It was one of those brilliantly sunny evenings when we were all outside, the kids were playing together and my husband and I were able to simply sit at the patio table and watch them. That doesn’t happen very often so I was certainly trying to soak it in for the 7 minutes it lasted before someone needed a drink, a diaper change or an attitude adjustment.
I was looking at my 4 year old and thinking about how grown up she suddenly looked. She’s getting tall and lanky but hasn’t lost the dimple that only shows when she smiles really big. Her eyes are the exact same shade of green as mine and my Mom’s. Sometimes I wonder if she will take a little bit of pride in that like I do when people tell me I look like my Mom. Her nose doesn’t turn up at the end like mine. It looks like her Dad’s. Sometimes I wonder if my parents sat and looked at me like this when I was little and wondered the same things I’m wondering about my kids.
Will they grow up to be journalists like I did?

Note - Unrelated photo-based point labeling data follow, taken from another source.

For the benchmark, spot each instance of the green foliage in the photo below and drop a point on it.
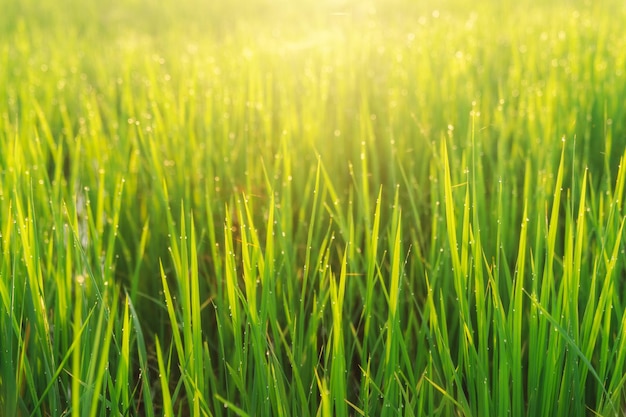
(330, 209)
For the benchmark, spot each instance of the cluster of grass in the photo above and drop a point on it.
(330, 209)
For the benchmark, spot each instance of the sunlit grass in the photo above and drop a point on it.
(334, 209)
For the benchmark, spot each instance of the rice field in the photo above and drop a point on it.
(315, 208)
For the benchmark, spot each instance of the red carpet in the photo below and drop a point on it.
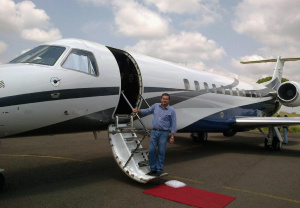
(191, 196)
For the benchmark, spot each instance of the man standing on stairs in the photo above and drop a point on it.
(164, 120)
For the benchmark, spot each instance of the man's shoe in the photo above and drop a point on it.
(152, 173)
(158, 173)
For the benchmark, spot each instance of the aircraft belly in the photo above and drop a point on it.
(27, 117)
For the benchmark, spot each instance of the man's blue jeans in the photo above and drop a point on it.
(158, 139)
(285, 135)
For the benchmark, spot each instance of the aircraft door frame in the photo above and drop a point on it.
(131, 81)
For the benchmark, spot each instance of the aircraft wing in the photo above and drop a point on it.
(256, 122)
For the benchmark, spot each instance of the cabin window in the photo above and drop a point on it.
(248, 93)
(223, 89)
(82, 61)
(214, 88)
(206, 87)
(186, 84)
(197, 86)
(237, 92)
(44, 55)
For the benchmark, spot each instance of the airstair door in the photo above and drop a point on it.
(131, 81)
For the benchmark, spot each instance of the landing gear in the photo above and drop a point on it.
(1, 179)
(273, 140)
(199, 137)
(229, 133)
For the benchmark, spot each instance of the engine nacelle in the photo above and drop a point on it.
(288, 94)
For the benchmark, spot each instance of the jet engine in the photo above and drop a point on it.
(288, 94)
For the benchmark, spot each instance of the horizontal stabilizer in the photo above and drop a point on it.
(256, 122)
(269, 60)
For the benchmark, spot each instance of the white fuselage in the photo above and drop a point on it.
(31, 104)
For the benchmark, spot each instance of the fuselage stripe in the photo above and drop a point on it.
(57, 95)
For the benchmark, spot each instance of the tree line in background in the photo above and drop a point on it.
(262, 80)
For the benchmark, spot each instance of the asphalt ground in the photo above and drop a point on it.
(74, 170)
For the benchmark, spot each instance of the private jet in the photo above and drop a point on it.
(73, 85)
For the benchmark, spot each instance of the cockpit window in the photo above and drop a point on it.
(82, 61)
(45, 55)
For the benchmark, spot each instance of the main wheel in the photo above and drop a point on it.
(195, 136)
(199, 136)
(276, 144)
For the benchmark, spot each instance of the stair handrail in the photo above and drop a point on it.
(145, 101)
(147, 131)
(144, 126)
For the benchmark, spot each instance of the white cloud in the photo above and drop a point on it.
(275, 24)
(182, 48)
(134, 20)
(39, 35)
(272, 22)
(3, 47)
(95, 2)
(178, 6)
(203, 12)
(25, 19)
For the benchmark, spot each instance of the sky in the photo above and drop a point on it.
(208, 35)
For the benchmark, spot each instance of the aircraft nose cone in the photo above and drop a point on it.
(2, 84)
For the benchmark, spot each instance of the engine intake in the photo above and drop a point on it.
(288, 94)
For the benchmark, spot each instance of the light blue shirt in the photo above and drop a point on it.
(164, 118)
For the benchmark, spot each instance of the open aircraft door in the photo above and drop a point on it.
(124, 138)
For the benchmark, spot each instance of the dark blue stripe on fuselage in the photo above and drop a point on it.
(215, 123)
(63, 94)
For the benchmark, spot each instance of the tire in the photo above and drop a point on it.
(199, 137)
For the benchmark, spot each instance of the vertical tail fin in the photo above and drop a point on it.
(275, 82)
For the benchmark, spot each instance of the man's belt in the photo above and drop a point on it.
(159, 130)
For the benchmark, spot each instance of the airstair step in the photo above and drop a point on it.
(127, 128)
(140, 150)
(129, 139)
(143, 163)
(130, 130)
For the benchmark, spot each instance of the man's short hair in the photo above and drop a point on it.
(166, 94)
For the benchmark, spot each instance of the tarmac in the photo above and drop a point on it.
(74, 170)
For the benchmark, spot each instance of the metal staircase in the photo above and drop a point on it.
(125, 141)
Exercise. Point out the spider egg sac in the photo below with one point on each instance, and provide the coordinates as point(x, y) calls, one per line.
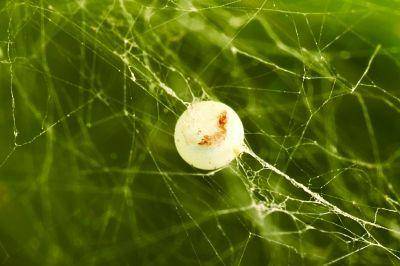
point(209, 135)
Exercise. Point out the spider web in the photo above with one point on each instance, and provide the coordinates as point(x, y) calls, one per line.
point(90, 93)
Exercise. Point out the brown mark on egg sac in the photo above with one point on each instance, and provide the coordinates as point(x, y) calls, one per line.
point(220, 135)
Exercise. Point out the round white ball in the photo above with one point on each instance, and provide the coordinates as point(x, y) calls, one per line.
point(209, 135)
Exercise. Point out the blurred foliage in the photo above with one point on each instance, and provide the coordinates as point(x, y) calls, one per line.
point(90, 91)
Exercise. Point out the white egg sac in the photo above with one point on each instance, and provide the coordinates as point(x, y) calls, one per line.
point(209, 135)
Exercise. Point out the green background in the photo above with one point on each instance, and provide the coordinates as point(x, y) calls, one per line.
point(90, 91)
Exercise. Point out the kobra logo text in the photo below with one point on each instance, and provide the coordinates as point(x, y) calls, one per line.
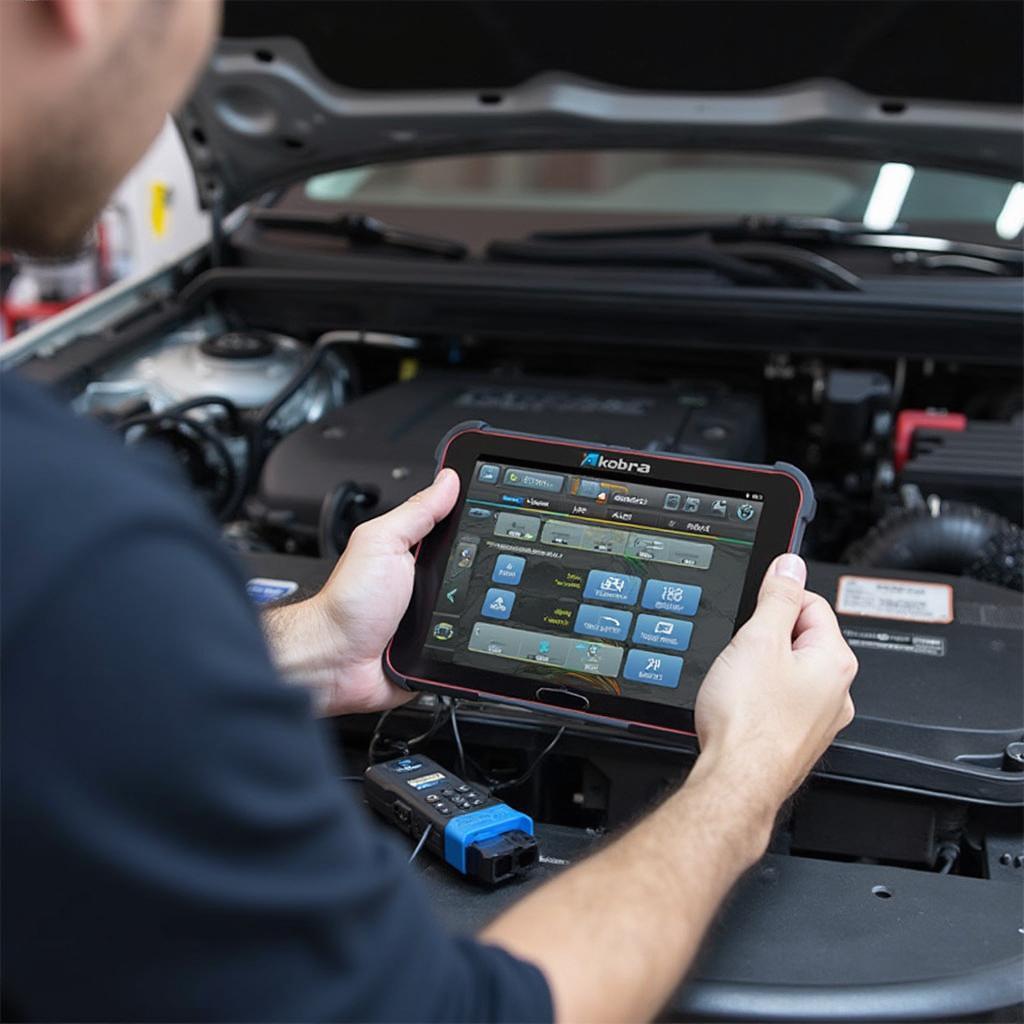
point(594, 460)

Or will they blaze their own trail and surprise us with their chosen careers? Will they want to be working moms or stay-at-home moms? Will they realize they may or may not have that option? Will they even want to be moms? And will they be confident enough to know that’s OK to be whatever they want to be?
Like most other women, I fell in love and had my heart broken more than once. I look at my daughters and know that will happen to them, too. Sometimes I wonder if they’ll come to me so I can help them through those tough times. I wonder if they’ll get stronger from it like I did or if they’ll wallow in the pain for a little too long like I also did a time or two. I wonder if they’ll realize having your heart broken is often just part of growing up and learning what you don’t want when choosing your life partner. And if I’m lucky enough to have them pick up the phone and call like I do with my Mom, will they immediately start crying when I say “Hello?” like I do when my Mom answers?
As I watched my daughters play in the yard without a care in the world, I wondered if they think I’m silly for making them do a Girl Power talk every day on the way to daycare. Or is that something they’ll recite in their heads when they get older and are faced with tough situations? Will they repeat it to their own daughters one day and then roll their eyes because they are “turning into their Mom”? Will they understand exactly what I mean when I recite one of my favorite quotes: “You are no better than anyone else and no one is better than you.”? Will they say please and thank you when they should when I’m not around? Will they be open, kind and accepting? Will they screw up from time to time like I did? How bad?
My pondering was quickly cut short, probably by a sister spat, but it made me realize that this is a very important time in our lives. The lessons we are working hard to instill in our children right now will make a difference down the line. There will be a time when we have to let go and hope they handle everything we wondered about more gracefully than we did.